Due to rising rent and a lack of accommodation, families who are experiencing homelessness have resorted to breaking into vacation homes to take showers and catch up on sleep.
On June 20, according to recent CCTV footage, a young family broke into an Airbnb apartment nearby Perth, with the mother guiding a boy and a toddler inside.
Property manager at Holiday Homes Made Easy, Davinia Gillard, told Daily Mail Australia that she believed the main reason for the break-in was simply to have “place to stay.”
‘I think it’s just really sad to see that there was a small child, a baby or toddler, out at midnight walking into a house to get five hours sleep and then leaving,’ Ms Gillard said.
‘Especially with the weather we’ve been having lately. It’s been really wet.’
According to Ms. Gillard, she discovered the house had been abandoned with a half-filled sink tub that had purportedly been used as a children’s bath and a washing machine that was beeping with a child’s shirt still inside.
Police had informed Ms. Gillard that the group was targeting vacation homes in a systematic manner since there had been three recent break-ins of a similar nature.
Later, more guys joined the gang; they entered the house during the night and took four cups, two lamps, four pillows, a doona, a bathroom towel, tea, coffee, and sugar.
She told 7News that “these are not your typical robbers out for a fast smash-and-grab.”
Ms Gillard said there had been a spike in people invading holiday houses, which is something she had not experienced before in her 10 years in the short-stay industry.
One incident two weeks ago had involved someone breaking into a house through a window to apparently only have a night’s sleep and use the shower.

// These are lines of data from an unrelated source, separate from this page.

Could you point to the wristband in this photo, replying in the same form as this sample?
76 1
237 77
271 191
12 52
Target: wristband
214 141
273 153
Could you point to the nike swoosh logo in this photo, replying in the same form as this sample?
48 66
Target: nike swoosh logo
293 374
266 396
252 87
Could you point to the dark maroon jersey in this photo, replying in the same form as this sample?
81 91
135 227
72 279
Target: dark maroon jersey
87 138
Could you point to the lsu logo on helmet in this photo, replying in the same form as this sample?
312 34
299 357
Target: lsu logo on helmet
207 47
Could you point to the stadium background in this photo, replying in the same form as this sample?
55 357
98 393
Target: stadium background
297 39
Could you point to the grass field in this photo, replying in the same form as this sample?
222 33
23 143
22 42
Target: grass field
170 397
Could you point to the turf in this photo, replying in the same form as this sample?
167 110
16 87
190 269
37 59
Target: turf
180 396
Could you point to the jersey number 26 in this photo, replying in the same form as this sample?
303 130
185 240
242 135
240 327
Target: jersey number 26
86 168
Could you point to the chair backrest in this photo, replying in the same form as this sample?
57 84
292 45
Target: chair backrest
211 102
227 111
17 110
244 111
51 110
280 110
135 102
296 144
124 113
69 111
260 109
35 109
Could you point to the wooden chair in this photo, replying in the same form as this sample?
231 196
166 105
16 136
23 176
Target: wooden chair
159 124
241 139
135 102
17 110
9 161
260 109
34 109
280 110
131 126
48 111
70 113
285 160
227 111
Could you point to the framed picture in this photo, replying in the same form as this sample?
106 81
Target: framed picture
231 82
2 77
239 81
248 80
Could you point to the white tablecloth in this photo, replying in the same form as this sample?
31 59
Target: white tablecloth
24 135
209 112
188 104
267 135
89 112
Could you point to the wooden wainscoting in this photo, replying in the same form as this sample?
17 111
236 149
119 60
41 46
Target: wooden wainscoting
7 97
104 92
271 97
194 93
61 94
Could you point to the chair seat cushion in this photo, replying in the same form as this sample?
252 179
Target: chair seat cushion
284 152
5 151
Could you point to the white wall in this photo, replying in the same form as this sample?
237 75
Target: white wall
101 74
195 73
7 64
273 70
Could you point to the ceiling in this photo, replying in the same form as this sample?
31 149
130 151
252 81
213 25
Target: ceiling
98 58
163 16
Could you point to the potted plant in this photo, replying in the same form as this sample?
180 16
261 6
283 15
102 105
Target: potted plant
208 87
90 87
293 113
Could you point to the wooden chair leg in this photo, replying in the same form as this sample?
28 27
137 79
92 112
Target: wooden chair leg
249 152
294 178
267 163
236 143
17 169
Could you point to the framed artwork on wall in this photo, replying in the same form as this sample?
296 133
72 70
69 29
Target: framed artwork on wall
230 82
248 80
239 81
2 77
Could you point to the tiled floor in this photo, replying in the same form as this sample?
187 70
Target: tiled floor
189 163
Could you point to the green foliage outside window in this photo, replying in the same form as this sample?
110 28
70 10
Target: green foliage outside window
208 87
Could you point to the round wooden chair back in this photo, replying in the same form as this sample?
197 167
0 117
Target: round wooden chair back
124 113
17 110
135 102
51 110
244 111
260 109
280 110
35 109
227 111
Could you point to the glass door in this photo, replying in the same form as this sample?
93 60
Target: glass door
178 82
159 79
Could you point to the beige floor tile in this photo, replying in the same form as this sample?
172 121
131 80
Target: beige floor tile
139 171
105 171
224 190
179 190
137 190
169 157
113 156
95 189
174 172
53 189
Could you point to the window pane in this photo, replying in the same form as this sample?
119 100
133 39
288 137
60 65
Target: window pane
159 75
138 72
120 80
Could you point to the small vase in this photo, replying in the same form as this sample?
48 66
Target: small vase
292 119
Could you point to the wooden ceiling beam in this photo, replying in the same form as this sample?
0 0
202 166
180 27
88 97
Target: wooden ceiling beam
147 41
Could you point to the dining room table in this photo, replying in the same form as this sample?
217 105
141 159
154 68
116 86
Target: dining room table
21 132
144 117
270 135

‘We also had another instance when just between two bookings, someone rocked up to the house and in the back al-fresco area there was all clothing bits and pieces and it looked like someone was going to be setting up for the night,’ she said.

She thought people might be using websites, such as Airbnb, to target vacant properties.
‘I reckon they have because there’s no other way for them to know. I don’t have signs up on the houses,’ she said.
‘For them to know it’s vacant they must be finding out online and checking if it has people in it or not.’
Ms Gillard said that the increase in homelessness was very visible in WA and was particularly apparent in Perth.
‘I was recently walking about the streets and the amount of people in sleeping bags and in alleys – it’s pretty disturbing,’ she said.
‘It’s to the point where it is getting uncomfortable walking around the city.’
Australia is suffering a severe crisis of affordable accommodation with six out of eight Australian capital cities showing vacancy rates at less than one per cent.
A report by CoreLogic showed rental listings across the nation’s capital cities were down by around one-third from pre-pandemic levels and six out of eight capitals had vacancy rates around only one per cent.